PhD in Computer Science, Expected June 2021
MIT
BSc in Electronic and Telecommunication Engineering, 2013
University of Moratuwa, Sri Lanka
Chronos is a framework to build accelerators for applications with speculative parallelism. These applications consist of atomic tasks, sometimes with order constraints, and need speculative execution to extract parallelism. We demonstrate Chronos’s feasibility and benefits by building FPGA accelerators for four such applications. When run on commodity AWS FPGA instances, these accelerators outperform state-of-the-art software versions running on a higher-priced multicore instance by 3.5× to 15.3×.

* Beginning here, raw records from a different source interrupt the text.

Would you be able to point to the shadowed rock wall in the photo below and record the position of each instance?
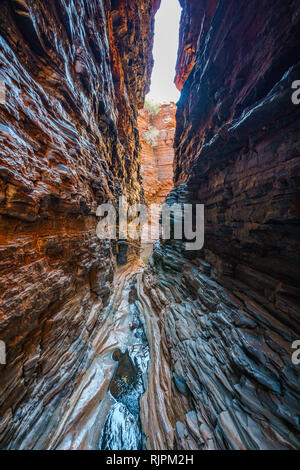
(75, 74)
(226, 317)
(157, 160)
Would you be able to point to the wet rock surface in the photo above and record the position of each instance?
(193, 352)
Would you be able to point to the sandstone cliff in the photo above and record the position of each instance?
(75, 74)
(224, 319)
(157, 157)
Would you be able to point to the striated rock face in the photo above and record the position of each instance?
(157, 158)
(75, 74)
(224, 319)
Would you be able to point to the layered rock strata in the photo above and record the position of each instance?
(157, 157)
(74, 75)
(224, 319)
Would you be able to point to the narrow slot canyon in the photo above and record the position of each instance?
(125, 343)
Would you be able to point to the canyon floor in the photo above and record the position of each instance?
(195, 349)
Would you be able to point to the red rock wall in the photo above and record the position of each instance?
(227, 316)
(75, 74)
(157, 161)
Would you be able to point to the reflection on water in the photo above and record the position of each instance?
(122, 429)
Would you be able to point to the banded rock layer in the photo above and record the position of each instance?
(157, 159)
(225, 318)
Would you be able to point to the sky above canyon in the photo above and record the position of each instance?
(165, 50)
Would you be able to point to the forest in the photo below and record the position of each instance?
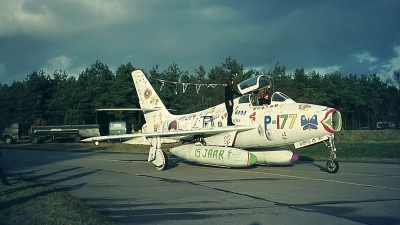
(60, 99)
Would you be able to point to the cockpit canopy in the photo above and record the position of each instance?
(254, 83)
(277, 97)
(251, 88)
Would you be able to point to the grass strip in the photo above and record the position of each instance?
(24, 202)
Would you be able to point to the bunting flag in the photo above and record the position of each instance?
(198, 86)
(162, 84)
(184, 86)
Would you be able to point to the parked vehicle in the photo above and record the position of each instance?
(386, 125)
(38, 134)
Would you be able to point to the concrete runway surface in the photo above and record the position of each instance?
(128, 189)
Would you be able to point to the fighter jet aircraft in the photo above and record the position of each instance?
(256, 137)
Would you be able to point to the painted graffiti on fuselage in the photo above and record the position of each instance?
(309, 123)
(211, 153)
(280, 121)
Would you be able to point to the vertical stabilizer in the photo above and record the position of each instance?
(153, 108)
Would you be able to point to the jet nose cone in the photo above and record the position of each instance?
(332, 121)
(294, 159)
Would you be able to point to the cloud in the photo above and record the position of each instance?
(321, 35)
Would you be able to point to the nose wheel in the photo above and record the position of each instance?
(332, 165)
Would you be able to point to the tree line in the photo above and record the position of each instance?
(59, 99)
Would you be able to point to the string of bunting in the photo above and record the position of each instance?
(185, 85)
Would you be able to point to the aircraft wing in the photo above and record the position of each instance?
(203, 131)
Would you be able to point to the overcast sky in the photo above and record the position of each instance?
(350, 36)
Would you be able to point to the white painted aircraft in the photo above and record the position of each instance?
(259, 129)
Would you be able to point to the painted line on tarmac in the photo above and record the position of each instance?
(325, 180)
(280, 175)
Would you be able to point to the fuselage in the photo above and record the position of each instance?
(282, 122)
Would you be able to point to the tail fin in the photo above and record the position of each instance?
(151, 104)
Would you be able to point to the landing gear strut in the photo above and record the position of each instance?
(332, 165)
(156, 155)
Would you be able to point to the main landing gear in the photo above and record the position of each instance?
(332, 165)
(156, 155)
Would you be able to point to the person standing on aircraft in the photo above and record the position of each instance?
(229, 93)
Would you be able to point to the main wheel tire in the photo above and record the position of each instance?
(35, 140)
(8, 140)
(163, 167)
(77, 138)
(332, 166)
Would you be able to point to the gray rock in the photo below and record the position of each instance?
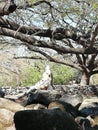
(44, 120)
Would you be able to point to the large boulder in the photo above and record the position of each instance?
(89, 107)
(44, 120)
(6, 120)
(10, 105)
(72, 99)
(64, 106)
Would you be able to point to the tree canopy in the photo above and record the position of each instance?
(65, 32)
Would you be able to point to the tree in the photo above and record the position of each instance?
(64, 32)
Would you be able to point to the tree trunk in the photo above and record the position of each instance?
(85, 79)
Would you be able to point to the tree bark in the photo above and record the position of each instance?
(7, 7)
(85, 79)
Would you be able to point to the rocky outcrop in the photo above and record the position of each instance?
(44, 120)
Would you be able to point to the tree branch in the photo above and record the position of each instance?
(31, 40)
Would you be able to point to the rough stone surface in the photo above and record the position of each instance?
(10, 105)
(44, 120)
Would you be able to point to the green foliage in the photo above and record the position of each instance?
(30, 75)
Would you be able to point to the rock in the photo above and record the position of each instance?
(6, 117)
(6, 120)
(35, 106)
(89, 107)
(64, 107)
(38, 97)
(1, 93)
(72, 99)
(43, 97)
(44, 120)
(10, 105)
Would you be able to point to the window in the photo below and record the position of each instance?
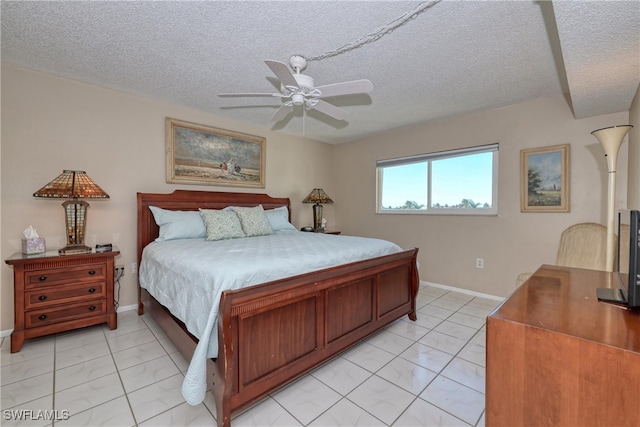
(463, 181)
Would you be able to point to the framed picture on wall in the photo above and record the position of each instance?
(199, 154)
(545, 179)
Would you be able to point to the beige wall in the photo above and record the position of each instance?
(50, 124)
(633, 190)
(511, 242)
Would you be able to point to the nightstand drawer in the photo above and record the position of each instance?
(66, 312)
(60, 295)
(80, 274)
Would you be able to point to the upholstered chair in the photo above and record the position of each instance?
(582, 246)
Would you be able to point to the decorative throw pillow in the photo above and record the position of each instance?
(178, 224)
(221, 224)
(254, 221)
(279, 219)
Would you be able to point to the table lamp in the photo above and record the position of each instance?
(317, 196)
(73, 185)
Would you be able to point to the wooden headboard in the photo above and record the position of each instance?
(186, 200)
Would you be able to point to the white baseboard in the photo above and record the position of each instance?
(127, 308)
(462, 291)
(7, 332)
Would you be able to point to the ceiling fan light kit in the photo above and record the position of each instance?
(299, 90)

This work studies the interplay between multithreaded cores and speculative parallelism. These techniques are often used together, yet they have been developed independently, causing major performance pathologies. This paper presents SAM, a simple instruction issue policy that addresses these pathologies by focusing execution resources on work that is more likely to commit, avoiding aborts and using speculation resources more efficiently. On a system with 64, 8-threaded SMT cores, SAM reduces wasted work by 52%.
Fractal is a new execution model that supports unordered and timestamp-ordered nested parallelism. Fractal lets programmers seamlessly compose speculative parallel algorithms, and lets the architecture exploit parallelism at all levels. Our approach sidesteps the issues of nested parallel HTMs and uncovers abundant fine-grain parallelism. As a result, Fractal outperforms prior speculative architectures by up to 88× at 256 cores.
This work presents spatial hints, a technique that leverages program knowledge to reveal and exploit locality in speculative parallel programs. We show it is easy to modify programs to convey locality through hints. We design simple hardware techniques that allow a state-of-the-art, tiled speculative architecture to exploit hints. Hints make speculative parallelism practical on large-scale systems: at 256 cores, hints achieve nearlinear scalability on nine challenging applications, improving performance over hint-oblivious scheduling by 3.3× gmean and by up to 16×.
This work presents an FPGA-based harware implementation of a real-time 4K 30 fps HEVC decoder. Achieving such high perfromance on a low 150 MHz frequency required many architectural novelties, such as exploitation of the sparsity of transformed coefficient matrix, a single-cycle reference pixel processing in intra prediction, and flexible 8 × 8 block ordering in DBF/SAO.